Basic datasets generate simple question-answer pairs without reasoning traces or tool calls.

When to Use

  • General instruction-following tasks
  • Domain-specific Q&A (e.g., customer support, FAQs)
  • Models that don't need to show reasoning
  • Quick dataset generation with minimal configuration

Configuration

topics:
  prompt: "Python programming fundamentals"
  mode: tree
  depth: 2
  degree: 3

generation:
  system_prompt: "Generate clear, educational Q&A pairs."
  instructions: "Create diverse questions with detailed answers."

  conversation:
    type: basic

  llm:
    provider: "openai"
    model: "gpt-4o"

output:
  system_prompt: |
    You are a helpful assistant.
  num_samples: 10
  save_as: "dataset.jsonl"

The key setting is conversation.type: basic.

Output Format

Basic datasets produce standard chat-format JSONL:

{
  "messages": [
    {
      "role": "system",
      "content": "You are a helpful assistant."
    },
    {
      "role": "user",
      "content": "What are Python's numeric data types?"
    },
    {
      "role": "assistant",
      "content": "Python has three built-in numeric types: integers (int), floating-point numbers (float), and complex numbers (complex)..."
    }
  ]
}

CLI Usage

Generate a basic dataset from the command line:

deepfabric generate config.yaml

Or with inline options:

deepfabric generate \
  --topic-prompt "Machine learning basics" \
  --conversation-type basic \
  --num-samples 50 \
  --provider openai \
  --model gpt-4o \
  --output-save-as ml-dataset.jsonl

Tips

Topic depth and degree control dataset diversity.
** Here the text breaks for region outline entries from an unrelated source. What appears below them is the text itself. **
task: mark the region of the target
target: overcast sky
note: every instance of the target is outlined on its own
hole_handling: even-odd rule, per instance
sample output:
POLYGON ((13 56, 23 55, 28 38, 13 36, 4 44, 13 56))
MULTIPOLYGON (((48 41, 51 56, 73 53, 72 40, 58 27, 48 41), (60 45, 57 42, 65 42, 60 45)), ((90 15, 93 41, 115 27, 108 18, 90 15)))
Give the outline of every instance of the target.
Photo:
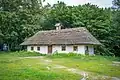
MULTIPOLYGON (((46 0, 46 3, 55 4, 58 0, 46 0)), ((91 3, 98 5, 99 7, 111 7, 113 0, 59 0, 65 2, 67 5, 83 5, 85 3, 91 3)))

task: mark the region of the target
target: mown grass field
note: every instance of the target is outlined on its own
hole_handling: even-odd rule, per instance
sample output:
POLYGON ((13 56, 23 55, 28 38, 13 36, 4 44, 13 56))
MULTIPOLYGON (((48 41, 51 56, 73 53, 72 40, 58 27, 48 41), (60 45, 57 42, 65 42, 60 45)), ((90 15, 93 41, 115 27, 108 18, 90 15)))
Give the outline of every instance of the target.
MULTIPOLYGON (((56 65, 90 72, 92 77, 100 75, 120 78, 119 62, 119 57, 0 52, 0 80, 80 80, 83 77, 64 68, 55 68, 56 65)), ((99 77, 96 80, 103 79, 99 77)))

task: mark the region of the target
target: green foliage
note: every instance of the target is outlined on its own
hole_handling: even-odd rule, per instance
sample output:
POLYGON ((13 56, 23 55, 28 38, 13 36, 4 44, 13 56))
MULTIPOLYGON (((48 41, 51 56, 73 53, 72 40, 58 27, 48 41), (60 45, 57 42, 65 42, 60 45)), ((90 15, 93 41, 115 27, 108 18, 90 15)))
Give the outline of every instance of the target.
POLYGON ((59 1, 53 6, 43 6, 43 1, 1 0, 0 44, 20 50, 25 39, 37 31, 55 29, 54 25, 60 22, 64 28, 86 27, 103 44, 96 48, 96 53, 120 56, 119 0, 113 1, 115 10, 89 3, 67 6, 59 1))

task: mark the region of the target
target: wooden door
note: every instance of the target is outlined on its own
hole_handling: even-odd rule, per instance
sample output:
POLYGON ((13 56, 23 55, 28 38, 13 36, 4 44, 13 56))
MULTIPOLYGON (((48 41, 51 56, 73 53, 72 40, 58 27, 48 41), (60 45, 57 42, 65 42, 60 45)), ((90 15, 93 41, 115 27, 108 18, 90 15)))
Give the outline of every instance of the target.
POLYGON ((48 46, 48 53, 51 54, 52 53, 52 45, 48 46))

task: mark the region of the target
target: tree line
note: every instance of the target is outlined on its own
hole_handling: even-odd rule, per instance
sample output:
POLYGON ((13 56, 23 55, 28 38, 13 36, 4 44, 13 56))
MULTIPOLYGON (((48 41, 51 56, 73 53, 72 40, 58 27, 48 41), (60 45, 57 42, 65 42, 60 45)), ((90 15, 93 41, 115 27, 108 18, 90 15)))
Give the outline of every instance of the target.
POLYGON ((0 44, 19 50, 20 43, 40 30, 55 29, 60 22, 65 28, 86 27, 103 45, 96 47, 101 55, 120 56, 120 0, 111 8, 90 3, 67 6, 59 2, 45 6, 44 0, 0 1, 0 44))

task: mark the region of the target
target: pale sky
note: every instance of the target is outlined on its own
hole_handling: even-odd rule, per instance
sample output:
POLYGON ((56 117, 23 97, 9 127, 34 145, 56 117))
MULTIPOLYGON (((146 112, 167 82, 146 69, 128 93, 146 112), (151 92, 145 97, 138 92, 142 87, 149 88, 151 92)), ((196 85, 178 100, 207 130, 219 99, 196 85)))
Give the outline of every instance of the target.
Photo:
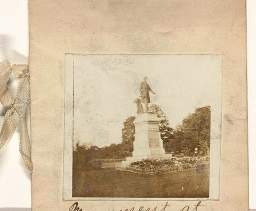
POLYGON ((151 103, 162 107, 173 128, 197 107, 210 105, 221 115, 221 55, 77 55, 73 59, 75 142, 100 147, 121 143, 123 122, 137 115, 133 101, 145 76, 156 93, 150 92, 151 103))

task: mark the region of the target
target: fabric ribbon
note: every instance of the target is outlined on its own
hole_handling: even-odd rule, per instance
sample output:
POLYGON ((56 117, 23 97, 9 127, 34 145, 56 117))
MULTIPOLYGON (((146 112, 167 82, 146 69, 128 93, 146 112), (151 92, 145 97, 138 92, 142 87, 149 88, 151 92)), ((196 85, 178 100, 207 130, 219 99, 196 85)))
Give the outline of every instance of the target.
POLYGON ((7 60, 0 62, 0 102, 10 107, 4 116, 4 123, 0 132, 0 149, 19 126, 20 152, 27 168, 32 173, 31 162, 31 142, 27 128, 26 112, 30 103, 29 71, 28 65, 14 64, 7 60), (21 79, 15 98, 8 89, 7 83, 12 71, 21 79))

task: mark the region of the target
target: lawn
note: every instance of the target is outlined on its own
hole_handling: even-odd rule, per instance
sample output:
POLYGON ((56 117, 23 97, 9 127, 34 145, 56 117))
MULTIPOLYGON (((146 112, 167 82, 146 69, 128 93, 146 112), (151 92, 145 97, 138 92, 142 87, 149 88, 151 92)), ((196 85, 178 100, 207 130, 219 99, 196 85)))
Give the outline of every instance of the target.
POLYGON ((73 197, 209 197, 209 167, 147 175, 115 168, 73 172, 73 197))

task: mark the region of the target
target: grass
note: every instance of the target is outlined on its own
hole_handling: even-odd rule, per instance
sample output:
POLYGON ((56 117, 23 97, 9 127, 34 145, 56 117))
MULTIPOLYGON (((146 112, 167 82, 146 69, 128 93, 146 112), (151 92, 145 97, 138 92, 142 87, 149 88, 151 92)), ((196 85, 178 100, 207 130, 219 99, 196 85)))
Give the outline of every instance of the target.
POLYGON ((209 197, 209 167, 147 175, 115 168, 73 172, 73 197, 209 197))

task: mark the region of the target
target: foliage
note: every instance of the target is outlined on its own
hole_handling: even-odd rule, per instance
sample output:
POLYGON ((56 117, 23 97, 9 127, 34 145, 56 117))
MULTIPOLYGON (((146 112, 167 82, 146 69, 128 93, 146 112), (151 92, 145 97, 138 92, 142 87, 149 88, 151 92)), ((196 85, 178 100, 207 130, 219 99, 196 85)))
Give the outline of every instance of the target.
MULTIPOLYGON (((205 155, 210 153, 211 111, 209 106, 196 109, 189 114, 181 124, 175 129, 169 125, 167 117, 161 108, 153 104, 150 111, 157 114, 160 119, 159 129, 165 152, 183 153, 185 155, 195 156, 197 152, 205 155)), ((95 159, 124 158, 132 156, 134 141, 134 116, 130 116, 124 122, 122 130, 122 141, 109 146, 99 148, 95 146, 81 146, 77 144, 73 154, 73 166, 76 169, 92 169, 100 167, 100 162, 95 159)))
POLYGON ((163 144, 165 152, 171 153, 172 150, 172 139, 174 138, 173 129, 169 125, 169 121, 161 107, 157 105, 152 104, 150 111, 157 114, 157 117, 160 119, 159 130, 163 140, 163 144))

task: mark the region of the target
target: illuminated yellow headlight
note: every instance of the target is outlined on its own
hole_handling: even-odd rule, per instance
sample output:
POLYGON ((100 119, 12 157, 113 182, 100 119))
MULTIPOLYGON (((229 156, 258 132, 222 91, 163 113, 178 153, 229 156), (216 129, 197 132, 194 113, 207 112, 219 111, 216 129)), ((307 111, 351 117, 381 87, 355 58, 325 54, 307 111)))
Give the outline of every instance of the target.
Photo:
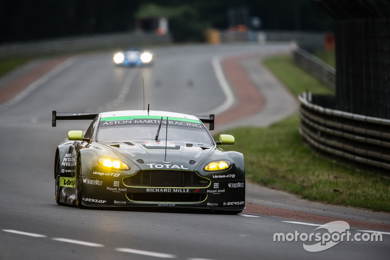
POLYGON ((231 163, 228 160, 217 160, 212 161, 204 167, 204 170, 206 172, 212 172, 214 171, 221 171, 225 170, 230 167, 231 163))
POLYGON ((100 166, 117 170, 128 170, 130 169, 126 163, 120 160, 109 158, 99 158, 98 159, 98 162, 100 166))
POLYGON ((116 53, 114 56, 114 62, 117 64, 121 63, 125 60, 125 56, 121 52, 116 53))
POLYGON ((144 52, 141 54, 141 60, 142 60, 143 62, 150 62, 152 60, 152 54, 149 52, 144 52))

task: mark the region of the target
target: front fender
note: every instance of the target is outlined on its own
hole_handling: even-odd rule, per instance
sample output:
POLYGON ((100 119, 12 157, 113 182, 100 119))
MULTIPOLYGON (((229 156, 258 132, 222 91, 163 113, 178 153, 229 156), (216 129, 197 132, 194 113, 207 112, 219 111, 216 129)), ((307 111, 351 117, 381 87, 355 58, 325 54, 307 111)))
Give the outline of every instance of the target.
POLYGON ((96 147, 85 148, 81 149, 78 155, 78 160, 81 160, 81 174, 83 177, 101 177, 109 179, 120 179, 125 176, 133 175, 140 169, 128 158, 113 150, 104 150, 96 147), (107 168, 99 165, 98 159, 101 157, 118 160, 129 167, 127 170, 117 170, 107 168))

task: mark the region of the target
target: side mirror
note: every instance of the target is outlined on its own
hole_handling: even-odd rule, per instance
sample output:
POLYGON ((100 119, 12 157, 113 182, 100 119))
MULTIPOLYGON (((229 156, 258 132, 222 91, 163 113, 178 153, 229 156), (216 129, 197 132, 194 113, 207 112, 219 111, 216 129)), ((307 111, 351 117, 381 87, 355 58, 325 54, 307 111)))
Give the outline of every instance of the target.
POLYGON ((69 131, 68 132, 68 139, 71 140, 82 141, 82 131, 79 130, 69 131))
POLYGON ((230 135, 220 135, 217 144, 234 144, 234 137, 230 135))

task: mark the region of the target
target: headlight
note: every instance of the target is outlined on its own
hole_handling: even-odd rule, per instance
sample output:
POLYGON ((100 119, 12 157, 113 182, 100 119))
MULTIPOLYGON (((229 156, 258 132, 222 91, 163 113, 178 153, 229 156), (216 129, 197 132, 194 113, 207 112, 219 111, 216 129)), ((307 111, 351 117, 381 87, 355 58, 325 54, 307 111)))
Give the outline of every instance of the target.
POLYGON ((121 52, 116 53, 114 56, 114 62, 117 64, 121 63, 125 60, 125 56, 121 52))
POLYGON ((231 165, 232 163, 228 160, 212 161, 206 165, 206 167, 204 167, 204 170, 206 172, 222 171, 228 169, 231 165))
POLYGON ((152 54, 149 52, 144 52, 141 54, 141 60, 145 63, 150 62, 152 60, 152 54))
POLYGON ((130 169, 127 164, 124 162, 109 158, 99 158, 98 159, 98 163, 101 166, 117 170, 129 170, 130 169))

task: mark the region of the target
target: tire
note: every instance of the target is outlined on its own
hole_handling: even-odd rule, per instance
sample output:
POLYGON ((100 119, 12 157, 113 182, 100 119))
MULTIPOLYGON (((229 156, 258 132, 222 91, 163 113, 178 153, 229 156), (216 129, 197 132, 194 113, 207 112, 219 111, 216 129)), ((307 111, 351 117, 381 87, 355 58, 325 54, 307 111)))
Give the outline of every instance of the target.
POLYGON ((59 157, 57 157, 56 159, 57 164, 56 164, 56 171, 55 172, 56 176, 56 184, 55 185, 55 195, 56 196, 56 202, 58 205, 62 205, 59 200, 59 193, 61 192, 61 187, 59 186, 59 157))
POLYGON ((81 201, 82 201, 82 183, 81 183, 81 159, 78 158, 77 160, 76 171, 76 207, 79 208, 83 208, 85 207, 83 205, 81 201))

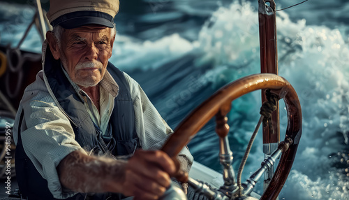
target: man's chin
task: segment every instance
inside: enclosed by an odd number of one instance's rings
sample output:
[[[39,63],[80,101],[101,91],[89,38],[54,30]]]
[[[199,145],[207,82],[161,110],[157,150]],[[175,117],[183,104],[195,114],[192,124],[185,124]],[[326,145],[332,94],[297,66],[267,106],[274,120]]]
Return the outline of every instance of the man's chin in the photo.
[[[79,85],[80,87],[94,87],[97,85],[99,83],[99,81],[96,81],[96,80],[90,80],[90,81],[79,81],[78,83],[75,83]]]

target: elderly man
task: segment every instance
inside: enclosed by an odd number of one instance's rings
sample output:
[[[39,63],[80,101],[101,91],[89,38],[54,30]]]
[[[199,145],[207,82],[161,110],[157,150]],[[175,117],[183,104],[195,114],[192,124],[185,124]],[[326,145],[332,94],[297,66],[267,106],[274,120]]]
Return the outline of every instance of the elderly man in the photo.
[[[156,199],[177,170],[156,150],[172,131],[140,86],[108,62],[118,10],[117,0],[50,1],[43,70],[14,126],[17,180],[28,199]],[[188,171],[188,149],[178,157]]]

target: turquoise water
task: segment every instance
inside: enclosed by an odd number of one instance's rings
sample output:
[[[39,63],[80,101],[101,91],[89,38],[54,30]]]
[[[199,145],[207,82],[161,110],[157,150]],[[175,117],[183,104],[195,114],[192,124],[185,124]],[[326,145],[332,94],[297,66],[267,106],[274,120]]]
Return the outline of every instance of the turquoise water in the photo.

A tree with depth: 3 and degree: 3 produces 40 unique topics (1 + 3 + 9 + 27).

System prompts differ between generation and output: - generation.system_prompt - Instructions for the LLM generating examples - output.system_prompt - The system message included in training data

Batch size affects generation speed. Higher values (batch_size: 5) parallelize requests but may hit rate limits.